When the Wabash founders gathered on a cold November evening 175 years ago, they put together the necessary documents, gave thanks, and went to bed. They woke the next morning, ventured out into the snow, and knelt in prayer. They prayed that their courageous vision would be successful. They gave thanks for the progress they had made to get to that point. They prayed for the tenacity to overcome great obstacles.
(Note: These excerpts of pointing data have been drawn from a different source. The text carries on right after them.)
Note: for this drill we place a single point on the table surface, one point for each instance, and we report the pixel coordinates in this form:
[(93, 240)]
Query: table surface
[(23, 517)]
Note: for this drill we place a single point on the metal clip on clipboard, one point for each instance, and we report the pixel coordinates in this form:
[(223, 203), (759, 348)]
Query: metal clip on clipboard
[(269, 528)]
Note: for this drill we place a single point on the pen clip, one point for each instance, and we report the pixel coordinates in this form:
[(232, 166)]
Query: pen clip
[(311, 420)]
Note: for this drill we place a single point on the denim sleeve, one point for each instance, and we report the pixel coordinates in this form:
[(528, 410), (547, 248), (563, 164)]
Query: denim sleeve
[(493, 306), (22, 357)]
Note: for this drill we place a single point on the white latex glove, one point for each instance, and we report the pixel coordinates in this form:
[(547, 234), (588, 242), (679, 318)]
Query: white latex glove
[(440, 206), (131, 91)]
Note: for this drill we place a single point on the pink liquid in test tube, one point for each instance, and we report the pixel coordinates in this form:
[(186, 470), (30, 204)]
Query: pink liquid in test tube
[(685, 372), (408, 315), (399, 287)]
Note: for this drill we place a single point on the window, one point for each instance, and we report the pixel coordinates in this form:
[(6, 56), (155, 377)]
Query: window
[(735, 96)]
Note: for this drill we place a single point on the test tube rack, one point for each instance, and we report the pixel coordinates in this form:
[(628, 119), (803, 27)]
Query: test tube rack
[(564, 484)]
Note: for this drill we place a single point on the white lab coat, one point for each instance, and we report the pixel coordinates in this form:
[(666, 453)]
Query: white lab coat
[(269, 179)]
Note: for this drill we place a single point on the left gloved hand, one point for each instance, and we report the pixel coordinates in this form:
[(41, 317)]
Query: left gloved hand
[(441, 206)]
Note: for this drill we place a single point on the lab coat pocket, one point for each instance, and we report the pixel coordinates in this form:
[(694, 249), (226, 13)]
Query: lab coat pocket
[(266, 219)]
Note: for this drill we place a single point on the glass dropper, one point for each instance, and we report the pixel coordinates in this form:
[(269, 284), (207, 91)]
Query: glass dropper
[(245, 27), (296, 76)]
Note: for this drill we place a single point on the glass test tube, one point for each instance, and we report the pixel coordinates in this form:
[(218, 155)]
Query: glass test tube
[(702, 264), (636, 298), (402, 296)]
The founders faced untold obstacles — lots of them. There were funding problems, building problems, and fires that destroyed buildings. Over the course of Wabash’s great 175-year history, the obstacles have continued, many of which have been financial. But true to the spirit of the founding fathers so long ago, Wabash has persevered and continued its long tradition of excellence and independence.
Wabash is an independent college. It does not receive state or federal money to conduct its academic program and never has. The College relies on its alumni and friends to support it, and since 1832 there have been many who have demonstrated their belief in its mission by making financial contributions.
Perhaps the greatest tradition of all at Wabash is the tradition of alumni giving back for the education they received when they were students. When they do so, they’re actually "paying it forward" and providing the resources for future generations of students who want a rigorous liberal arts education to prepare them for life.
There is strength in numbers. When alumni and friends uphold the great tradition of giving back, their gifts add up and have a giant impact on the Wabash teaching and learning experience.
And during this anniversary year, the stakes are high for alumni and friends to have an even greater impact on the opportunities available to Wabash men. Tom Hays ’55 has issued a challenge for members of the Wabash Community to grow the Annual Fund to $2.85 million by June 30, 2008 and $3 million by June 30, 2009. If alumni and friends help achieve this goal, then Mr. Hays has offered to place $1.1 million in the College’s scholarship endowment.
While the College’s fiscal year runs through June 30, 2008, over 60% of donors make their gifts by December 31 each year for tax benefit purposes. Alumni and friends can make their gifts in support of Wabash students online or by phone at 877-743-4545.
Here are a few other important details about making a gift this year:
For information on making gifts of stock, mutual funds, or planned gifts, please contact the Advancement Office at email@example.com or at 877-743-4545.
Those alumni and friends who make a gift to the College may be able to double or triple the value of their gift if their employer offers a matching gift program.
Indiana residents can take advantage of the Indiana tax credit that allows up to 50% of a gift to Wabash to be deducted from state income taxes. Indiana residents who make a gift of $25 or more to the Annual Fund are also eligible to take advantage of the College’s license plate program and help "Spread the fame of her honored name…"
Those who make a gift by credit card should do so by December 31 to make sure they receive proper credit for the 2007 tax year. Gifts made via US Mail must be postmarked "December 31" to receive credit for the 2007 tax year.
We have much to be thankful for this holiday season. As we approach the end of the year, we hope that you will pause momentarily to remember the brave men and women who established Wabash College 175 years ago and continue its work to this day. Then, we hope you will support this great work by making a gift to the College.